One worked and by November 2021 he was considered recovered.
But he is now “a permanently disabled person,” having lost nearly eight centimetres (three inches) from the length of his right leg.
Kariuki Muhia, who will address the UN meeting on Thursday, emphasised that “we are all vulnerable” to AMR.
“Something has to be done.”
– A seemingly ‘boring’ injury –
While throwing a baseball around as a teenager in the early 2000s, Anthony Darcovich tore the rotator cuff in his right shoulder.
It was a relatively “boring” injury in the eyes of the doctors, the now New York-based 34-year-old said.
He had a series of surgeries aiming to fix his shoulder and stop the pain.
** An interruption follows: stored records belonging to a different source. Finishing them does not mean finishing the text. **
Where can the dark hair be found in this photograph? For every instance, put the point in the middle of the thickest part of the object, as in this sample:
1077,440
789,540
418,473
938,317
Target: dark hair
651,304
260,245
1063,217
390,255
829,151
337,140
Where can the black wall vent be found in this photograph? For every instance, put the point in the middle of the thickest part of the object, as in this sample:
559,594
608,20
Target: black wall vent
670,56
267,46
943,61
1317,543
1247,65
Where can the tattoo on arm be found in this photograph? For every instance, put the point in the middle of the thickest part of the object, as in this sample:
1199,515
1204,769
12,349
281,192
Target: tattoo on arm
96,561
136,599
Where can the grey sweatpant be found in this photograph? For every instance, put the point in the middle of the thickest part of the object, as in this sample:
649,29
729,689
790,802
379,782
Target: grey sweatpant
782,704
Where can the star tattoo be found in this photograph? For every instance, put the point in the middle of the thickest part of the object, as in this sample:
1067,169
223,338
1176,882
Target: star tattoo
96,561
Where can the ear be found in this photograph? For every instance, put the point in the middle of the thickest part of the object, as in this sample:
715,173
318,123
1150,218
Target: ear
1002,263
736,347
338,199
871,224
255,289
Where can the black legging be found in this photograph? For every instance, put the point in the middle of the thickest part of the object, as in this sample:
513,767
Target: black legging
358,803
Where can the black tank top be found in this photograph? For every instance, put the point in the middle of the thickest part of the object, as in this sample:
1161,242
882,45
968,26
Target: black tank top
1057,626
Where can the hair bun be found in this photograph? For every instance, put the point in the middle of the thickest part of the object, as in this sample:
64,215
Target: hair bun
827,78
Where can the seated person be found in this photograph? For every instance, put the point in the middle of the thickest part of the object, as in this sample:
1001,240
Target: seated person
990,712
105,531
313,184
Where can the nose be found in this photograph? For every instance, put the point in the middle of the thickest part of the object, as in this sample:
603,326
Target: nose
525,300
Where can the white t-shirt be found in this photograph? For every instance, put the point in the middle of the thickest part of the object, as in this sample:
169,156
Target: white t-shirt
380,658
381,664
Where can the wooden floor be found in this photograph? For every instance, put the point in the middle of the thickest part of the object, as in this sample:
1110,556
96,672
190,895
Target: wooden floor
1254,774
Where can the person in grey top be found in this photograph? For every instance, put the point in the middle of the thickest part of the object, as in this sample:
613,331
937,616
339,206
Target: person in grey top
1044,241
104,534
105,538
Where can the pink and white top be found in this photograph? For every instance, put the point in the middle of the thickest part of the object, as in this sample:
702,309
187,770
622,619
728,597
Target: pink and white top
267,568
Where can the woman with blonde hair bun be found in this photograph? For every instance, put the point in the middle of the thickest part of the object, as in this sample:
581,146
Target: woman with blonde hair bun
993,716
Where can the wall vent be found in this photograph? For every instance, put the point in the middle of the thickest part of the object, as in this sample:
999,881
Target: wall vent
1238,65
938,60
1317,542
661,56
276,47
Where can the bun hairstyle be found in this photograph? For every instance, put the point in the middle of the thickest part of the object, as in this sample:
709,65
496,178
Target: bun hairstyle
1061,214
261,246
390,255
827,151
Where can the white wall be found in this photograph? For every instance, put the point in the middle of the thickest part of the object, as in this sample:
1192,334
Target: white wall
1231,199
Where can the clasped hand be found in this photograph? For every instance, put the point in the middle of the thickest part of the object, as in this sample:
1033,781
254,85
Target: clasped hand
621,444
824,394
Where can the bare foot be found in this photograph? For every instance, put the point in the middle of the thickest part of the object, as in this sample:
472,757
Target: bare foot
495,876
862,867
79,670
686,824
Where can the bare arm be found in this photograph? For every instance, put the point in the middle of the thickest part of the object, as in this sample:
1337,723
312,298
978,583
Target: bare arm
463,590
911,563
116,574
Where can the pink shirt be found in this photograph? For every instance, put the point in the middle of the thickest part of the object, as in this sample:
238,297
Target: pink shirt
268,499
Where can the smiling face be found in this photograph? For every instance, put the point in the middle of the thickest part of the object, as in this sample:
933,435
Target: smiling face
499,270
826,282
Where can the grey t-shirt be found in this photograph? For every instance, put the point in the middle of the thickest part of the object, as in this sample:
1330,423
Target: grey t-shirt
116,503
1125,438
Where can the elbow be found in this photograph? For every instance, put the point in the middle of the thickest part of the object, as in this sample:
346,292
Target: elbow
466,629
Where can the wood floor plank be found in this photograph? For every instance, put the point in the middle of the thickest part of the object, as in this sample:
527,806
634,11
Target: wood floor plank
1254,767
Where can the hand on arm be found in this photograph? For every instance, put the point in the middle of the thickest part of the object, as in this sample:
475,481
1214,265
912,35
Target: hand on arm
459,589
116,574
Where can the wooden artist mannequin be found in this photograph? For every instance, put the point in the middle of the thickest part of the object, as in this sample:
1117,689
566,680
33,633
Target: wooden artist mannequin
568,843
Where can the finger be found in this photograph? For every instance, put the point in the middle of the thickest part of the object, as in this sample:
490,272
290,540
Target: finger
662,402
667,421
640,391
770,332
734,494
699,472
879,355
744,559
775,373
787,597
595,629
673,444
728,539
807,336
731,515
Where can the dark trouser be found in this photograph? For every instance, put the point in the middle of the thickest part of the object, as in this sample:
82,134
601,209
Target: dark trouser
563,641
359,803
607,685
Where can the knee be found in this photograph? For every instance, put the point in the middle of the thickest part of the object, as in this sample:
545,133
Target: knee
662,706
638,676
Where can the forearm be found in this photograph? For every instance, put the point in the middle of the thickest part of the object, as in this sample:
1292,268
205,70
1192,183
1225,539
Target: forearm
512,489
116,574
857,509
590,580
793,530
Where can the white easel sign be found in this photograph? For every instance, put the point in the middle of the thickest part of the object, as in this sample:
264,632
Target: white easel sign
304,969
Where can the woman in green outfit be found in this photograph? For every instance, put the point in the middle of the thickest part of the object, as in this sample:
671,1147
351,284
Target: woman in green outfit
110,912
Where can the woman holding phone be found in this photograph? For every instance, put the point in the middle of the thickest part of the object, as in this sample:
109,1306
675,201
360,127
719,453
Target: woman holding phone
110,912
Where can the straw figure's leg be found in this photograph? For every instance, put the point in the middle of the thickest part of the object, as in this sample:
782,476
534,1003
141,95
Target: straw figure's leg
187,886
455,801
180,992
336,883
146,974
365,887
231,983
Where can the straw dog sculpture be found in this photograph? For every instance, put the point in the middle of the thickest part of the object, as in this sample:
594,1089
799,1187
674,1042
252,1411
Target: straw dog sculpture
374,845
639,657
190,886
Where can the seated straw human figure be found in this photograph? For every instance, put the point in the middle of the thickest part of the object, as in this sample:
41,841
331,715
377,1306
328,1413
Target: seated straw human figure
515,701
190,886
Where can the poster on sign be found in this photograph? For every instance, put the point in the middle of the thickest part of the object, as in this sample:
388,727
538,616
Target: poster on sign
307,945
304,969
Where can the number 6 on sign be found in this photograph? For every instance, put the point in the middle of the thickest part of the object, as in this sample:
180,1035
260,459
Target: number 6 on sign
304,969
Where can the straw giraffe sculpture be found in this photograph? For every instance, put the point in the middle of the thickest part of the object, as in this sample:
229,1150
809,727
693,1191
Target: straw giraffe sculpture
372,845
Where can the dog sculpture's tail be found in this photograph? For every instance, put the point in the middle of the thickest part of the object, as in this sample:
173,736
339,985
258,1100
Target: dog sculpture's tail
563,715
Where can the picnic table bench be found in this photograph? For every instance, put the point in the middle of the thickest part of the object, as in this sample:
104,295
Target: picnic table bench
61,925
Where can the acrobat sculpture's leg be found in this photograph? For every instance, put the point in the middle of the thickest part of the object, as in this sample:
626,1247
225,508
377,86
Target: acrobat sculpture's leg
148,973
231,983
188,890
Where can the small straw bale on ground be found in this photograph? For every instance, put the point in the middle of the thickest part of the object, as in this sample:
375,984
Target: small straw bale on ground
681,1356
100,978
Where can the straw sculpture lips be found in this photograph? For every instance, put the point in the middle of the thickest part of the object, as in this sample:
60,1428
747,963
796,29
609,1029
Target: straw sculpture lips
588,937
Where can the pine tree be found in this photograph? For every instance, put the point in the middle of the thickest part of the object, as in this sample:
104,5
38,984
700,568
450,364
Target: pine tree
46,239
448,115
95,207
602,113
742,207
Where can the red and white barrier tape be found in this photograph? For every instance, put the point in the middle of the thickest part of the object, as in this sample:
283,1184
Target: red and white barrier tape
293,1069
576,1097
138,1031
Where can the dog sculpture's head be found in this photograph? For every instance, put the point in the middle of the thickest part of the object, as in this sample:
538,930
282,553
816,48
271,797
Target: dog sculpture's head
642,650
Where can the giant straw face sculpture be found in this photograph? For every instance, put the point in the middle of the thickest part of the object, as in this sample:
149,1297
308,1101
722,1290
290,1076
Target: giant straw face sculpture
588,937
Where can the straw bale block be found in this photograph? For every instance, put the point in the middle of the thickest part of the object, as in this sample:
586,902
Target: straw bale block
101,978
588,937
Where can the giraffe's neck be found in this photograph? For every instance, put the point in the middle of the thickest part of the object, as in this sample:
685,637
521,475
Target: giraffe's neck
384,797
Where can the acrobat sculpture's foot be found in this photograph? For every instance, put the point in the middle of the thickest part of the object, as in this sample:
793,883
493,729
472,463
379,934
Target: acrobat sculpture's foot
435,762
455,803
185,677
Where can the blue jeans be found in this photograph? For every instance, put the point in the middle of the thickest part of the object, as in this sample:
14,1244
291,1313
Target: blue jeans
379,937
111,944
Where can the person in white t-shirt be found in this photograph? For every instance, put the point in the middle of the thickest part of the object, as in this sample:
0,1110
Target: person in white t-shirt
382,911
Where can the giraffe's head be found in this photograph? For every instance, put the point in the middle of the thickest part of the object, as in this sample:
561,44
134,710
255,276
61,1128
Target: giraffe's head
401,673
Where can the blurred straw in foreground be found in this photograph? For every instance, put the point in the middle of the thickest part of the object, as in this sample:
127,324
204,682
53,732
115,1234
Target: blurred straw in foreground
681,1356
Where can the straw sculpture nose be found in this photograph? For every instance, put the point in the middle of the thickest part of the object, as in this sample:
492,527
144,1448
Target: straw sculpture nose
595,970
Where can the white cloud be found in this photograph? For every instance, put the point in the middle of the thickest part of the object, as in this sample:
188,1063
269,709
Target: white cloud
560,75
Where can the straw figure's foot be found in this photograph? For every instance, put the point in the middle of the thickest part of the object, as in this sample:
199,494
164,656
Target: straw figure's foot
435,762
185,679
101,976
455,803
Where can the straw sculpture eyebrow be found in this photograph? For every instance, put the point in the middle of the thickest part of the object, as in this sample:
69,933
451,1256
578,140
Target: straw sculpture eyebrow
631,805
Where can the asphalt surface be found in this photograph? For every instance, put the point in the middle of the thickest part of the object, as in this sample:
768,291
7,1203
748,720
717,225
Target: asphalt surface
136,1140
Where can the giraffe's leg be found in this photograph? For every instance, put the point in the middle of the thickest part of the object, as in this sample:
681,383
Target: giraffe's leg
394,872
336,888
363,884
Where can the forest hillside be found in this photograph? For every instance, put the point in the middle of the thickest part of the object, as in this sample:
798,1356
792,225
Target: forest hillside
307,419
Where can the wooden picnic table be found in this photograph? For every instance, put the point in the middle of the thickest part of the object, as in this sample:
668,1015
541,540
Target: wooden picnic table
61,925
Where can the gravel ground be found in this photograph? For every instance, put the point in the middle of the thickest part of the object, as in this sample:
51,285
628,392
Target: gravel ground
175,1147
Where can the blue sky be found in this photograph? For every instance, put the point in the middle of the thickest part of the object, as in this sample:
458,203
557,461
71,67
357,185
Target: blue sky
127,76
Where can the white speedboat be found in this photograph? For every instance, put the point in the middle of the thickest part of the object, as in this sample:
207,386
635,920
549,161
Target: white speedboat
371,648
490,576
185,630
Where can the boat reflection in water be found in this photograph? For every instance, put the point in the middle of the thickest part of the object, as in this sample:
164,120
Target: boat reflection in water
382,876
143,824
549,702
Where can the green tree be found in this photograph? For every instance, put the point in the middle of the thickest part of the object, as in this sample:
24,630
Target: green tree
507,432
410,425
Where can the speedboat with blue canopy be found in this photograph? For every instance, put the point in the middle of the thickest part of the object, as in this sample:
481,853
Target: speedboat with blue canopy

None worked.
Before undergoing each operation, he was given standard antibiotics to avoid infection.
After the seventh surgery in the mid-2010s, doctors discovered an infection in his shoulder that was resistant to antibiotics.
“Unknowingly, each surgery was spreading the infection further,” he said.
From there, Darcovich underwent 12 more surgeries to remove the “infected hardware” in his shoulder, such as anchors, screws and a cartilage transplant.
His joint was “completely destroyed” and he needed a total shoulder replacement.
“It’s something that I’ll be recovering from for a long time,” he said.
“The end goal would be that I’m able to lift my arm to shoulder height.”
Darcovich is different to many other AMR cases, because the bacteria that infected his shoulder is normally benign — in fact, it usually causes acne.
But because the bacteria was antibiotic-resistant, once it was in his shoulder joint it spread and caused damage.
“Everyone will get some sort of infection over the course of their life,” said Darcovich, who is now an AMR patient advocate.
“We’ve lived in a world where more often than not, we’re able to treat many of those infections quite effectively… but in the context of resistance, that assumption no longer holds.”
– ‘Completely shattered’
Bhakti Chavan had just finished her studies in the Indian city of Mumbai in 2017 when she noticed swelling on the side of her neck.
Her doctor prescribed antibiotics, but the swelling did not go down, said the 30-year-old clinical researcher.
After some testing, she was diagnosed with drug-resistant tuberculosis, a common and dangerous form of AMR.
“I was completely shattered,” Chavan said.
First and second-line drugs did not work, but Doctors Without Borders gave her access to two new drugs.
She suffered from depression as she endured the often harsh side effects.
She also feared telling anyone because of the “stigma” around tuberculosis, though she was not infectious.
After two years of treatment involving eight different antibiotics — including “daily painful injections for eight months” — she is now in good health.
Still, she fears that too few people — including some doctors — are unaware of the threat posed by AMR.
“It can happen to anybody,” she said.